I will try to frame the problem as I see it and hopefully with feedback from all concerned citizens regardless of their race or gender, we can come to define the enemy. Unless we know what we are fighting, we have no chance of defeating it. The killings in Newark are not isolated incidents, but a growing pattern of lawlessness that has been brewing in our communities for years. Ask any “old school” person in the neighborhood and they will tell you that the level and the gruesomeness of the violence is at a place they have never seen before. How have we allowed things to get so bad?

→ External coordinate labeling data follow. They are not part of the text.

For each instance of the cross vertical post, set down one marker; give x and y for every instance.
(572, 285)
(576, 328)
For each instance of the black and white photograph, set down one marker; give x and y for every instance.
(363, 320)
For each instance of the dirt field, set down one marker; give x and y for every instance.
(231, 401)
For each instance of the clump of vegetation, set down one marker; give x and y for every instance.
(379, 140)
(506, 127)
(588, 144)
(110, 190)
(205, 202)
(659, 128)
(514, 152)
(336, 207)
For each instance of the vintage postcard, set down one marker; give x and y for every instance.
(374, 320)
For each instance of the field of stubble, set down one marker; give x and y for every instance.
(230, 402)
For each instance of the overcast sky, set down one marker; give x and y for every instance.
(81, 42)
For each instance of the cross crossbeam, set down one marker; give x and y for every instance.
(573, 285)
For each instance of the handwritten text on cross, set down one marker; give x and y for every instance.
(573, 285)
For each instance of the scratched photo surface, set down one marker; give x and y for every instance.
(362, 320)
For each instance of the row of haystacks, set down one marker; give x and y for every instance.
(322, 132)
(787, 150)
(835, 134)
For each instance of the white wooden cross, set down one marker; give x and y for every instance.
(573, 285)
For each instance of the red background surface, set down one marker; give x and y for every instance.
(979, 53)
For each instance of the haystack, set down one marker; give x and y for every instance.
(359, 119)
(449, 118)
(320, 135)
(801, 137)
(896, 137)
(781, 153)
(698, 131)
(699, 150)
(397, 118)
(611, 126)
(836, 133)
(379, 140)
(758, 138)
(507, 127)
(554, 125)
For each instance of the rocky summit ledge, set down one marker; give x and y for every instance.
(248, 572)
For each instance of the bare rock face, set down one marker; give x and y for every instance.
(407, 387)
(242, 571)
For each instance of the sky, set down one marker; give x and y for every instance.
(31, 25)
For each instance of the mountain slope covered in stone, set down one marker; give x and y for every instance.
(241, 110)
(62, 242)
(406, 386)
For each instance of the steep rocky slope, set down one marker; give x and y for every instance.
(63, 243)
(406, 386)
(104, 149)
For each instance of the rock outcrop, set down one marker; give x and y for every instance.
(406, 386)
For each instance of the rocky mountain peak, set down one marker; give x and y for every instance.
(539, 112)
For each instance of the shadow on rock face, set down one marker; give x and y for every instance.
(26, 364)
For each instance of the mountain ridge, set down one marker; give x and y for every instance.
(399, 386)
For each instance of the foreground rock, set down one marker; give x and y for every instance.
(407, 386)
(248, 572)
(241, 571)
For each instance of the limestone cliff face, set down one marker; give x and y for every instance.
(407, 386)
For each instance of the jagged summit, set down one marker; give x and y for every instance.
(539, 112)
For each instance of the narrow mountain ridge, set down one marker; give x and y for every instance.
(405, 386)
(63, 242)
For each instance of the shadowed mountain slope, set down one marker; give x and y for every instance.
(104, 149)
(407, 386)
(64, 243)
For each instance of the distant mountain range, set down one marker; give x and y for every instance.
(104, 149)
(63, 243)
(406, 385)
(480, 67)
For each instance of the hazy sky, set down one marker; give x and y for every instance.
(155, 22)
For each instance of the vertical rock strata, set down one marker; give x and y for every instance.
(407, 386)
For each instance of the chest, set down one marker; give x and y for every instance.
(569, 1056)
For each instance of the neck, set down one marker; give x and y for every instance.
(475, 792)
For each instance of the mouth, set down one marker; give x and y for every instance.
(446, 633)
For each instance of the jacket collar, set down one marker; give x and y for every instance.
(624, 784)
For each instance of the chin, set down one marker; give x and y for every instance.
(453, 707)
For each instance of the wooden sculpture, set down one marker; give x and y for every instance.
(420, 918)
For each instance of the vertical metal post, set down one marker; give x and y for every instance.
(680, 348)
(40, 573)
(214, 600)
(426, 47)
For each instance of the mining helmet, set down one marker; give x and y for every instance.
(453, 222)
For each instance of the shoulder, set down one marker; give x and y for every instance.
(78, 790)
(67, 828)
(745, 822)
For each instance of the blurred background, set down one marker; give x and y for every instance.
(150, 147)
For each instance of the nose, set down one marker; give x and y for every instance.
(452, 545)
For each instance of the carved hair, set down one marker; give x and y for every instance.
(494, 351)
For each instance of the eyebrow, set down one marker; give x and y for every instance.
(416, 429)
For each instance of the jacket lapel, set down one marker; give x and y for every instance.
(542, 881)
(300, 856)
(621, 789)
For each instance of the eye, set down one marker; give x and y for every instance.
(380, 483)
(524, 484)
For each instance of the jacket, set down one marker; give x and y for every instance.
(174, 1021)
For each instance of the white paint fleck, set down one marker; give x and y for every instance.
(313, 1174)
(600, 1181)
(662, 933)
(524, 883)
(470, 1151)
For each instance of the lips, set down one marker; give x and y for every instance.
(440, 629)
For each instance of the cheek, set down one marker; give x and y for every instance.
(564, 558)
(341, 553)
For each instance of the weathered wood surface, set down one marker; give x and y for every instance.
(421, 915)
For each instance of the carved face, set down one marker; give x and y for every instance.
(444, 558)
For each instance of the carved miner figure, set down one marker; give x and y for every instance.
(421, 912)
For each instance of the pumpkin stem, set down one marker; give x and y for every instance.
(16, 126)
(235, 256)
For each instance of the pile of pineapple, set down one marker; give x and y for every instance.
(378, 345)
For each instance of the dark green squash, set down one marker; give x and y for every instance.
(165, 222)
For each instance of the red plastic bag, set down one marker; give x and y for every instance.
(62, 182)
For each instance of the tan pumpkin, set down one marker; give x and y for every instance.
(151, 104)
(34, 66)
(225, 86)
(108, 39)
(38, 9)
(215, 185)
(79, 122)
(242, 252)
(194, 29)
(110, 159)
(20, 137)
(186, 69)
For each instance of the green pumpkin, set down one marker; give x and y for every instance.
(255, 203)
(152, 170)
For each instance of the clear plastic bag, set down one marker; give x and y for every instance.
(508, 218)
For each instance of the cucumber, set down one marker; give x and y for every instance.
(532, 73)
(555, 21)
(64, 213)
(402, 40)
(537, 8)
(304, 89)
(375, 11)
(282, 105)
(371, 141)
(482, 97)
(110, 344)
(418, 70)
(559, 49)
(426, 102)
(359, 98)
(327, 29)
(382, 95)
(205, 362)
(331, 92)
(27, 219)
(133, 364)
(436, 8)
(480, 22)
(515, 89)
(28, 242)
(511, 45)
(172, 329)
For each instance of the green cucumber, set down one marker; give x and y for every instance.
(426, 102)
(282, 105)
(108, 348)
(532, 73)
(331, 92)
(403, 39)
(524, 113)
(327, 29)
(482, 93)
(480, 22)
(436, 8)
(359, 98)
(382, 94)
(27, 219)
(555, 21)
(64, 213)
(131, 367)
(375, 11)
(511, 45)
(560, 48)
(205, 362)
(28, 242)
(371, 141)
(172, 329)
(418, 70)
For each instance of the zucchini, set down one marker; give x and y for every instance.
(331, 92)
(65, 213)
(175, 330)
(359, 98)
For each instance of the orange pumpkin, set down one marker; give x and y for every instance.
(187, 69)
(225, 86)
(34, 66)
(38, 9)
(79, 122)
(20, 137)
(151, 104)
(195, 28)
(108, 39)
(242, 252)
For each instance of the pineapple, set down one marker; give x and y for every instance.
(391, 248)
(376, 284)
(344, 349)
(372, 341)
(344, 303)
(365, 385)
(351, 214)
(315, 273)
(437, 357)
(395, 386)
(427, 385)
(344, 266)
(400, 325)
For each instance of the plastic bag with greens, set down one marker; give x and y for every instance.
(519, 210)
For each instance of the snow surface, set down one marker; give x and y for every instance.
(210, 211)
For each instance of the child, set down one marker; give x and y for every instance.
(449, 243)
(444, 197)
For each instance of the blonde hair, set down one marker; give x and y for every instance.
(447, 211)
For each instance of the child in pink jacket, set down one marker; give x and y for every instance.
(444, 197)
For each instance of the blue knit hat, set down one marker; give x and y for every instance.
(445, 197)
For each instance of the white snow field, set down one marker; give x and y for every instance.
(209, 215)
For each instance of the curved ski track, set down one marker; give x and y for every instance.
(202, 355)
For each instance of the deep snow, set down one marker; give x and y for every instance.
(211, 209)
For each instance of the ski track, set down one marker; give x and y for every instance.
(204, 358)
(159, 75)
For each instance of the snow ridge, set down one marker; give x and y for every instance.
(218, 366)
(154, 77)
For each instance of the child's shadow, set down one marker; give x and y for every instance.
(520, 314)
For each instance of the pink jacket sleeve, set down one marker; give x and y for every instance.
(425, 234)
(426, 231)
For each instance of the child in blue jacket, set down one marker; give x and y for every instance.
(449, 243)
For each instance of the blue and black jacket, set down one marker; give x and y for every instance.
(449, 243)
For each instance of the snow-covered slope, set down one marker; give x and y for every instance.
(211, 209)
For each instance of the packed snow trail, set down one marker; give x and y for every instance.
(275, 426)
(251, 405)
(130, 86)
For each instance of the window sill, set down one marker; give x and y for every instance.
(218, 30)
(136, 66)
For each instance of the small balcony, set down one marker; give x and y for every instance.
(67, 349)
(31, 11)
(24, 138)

The problem as I see it is we have groups of angry young blackmen who are unemployed and many who are uneducated wandering our communities with guns that have been too easy to acquire. These youngmen, many of whom are selling drugs have created an atmosphere of fear and terror. They have no hesitancy to use these guns not only on themselves, but anyone who would stand in their way. There does not appear to be any code of honor, in that everyone is a target. These youngmen appear not to value their lives or the lives of others.

Feeding this problem is a mass media that promotes violence in movies, games and videos. We are being bombarded by this prison, gangster mentality that life has no value. There is this get them before they get you attitude. There is this street code that rewards violence and punishes those who would obey the law; hence no snitchin. These gangs are hiding behind the mask of racism, that by reporting a crime you are turning another young blackman over to the white majority regardless of what he has done. You have these stars in videos and on cds promoting this gangster lifestyle of slinging dope and killing folks. Today’s youth are unable to distinguish the hype from reality.

Many of these youngmen are being raised without fathers. Many of their mothers are either too busy or too tired to supervise their behavior. I know in my city that late at night there are groups of youngmen and women roaming the streets, some no more than 12 or 13. These children do not have enough opportunities to better their lot in life and many have given up. How sad it must be to know that your life is over at 13 or 14, no wonder there is such rage. There appears to be an I don’t give a f**k attitude towards everything that is not gangster related.

Many of our youngwomen have now taken to imitating the youngmen, not only in their dress but behavior as well. I guess if as a girl the best you can hope for is to be a bitch or a hoe, it’s better to be one of the guys. Some of these youngwomen have demonstrated just as much fury and brutality as the youngmen.

Now at this point I would like to hear if anyone has anything else to add to the problem. Again, I hope we can frame the problem without playing the blame game. Let’s just define the problem first. The question is why is there so much violence in our communities? What is the cause?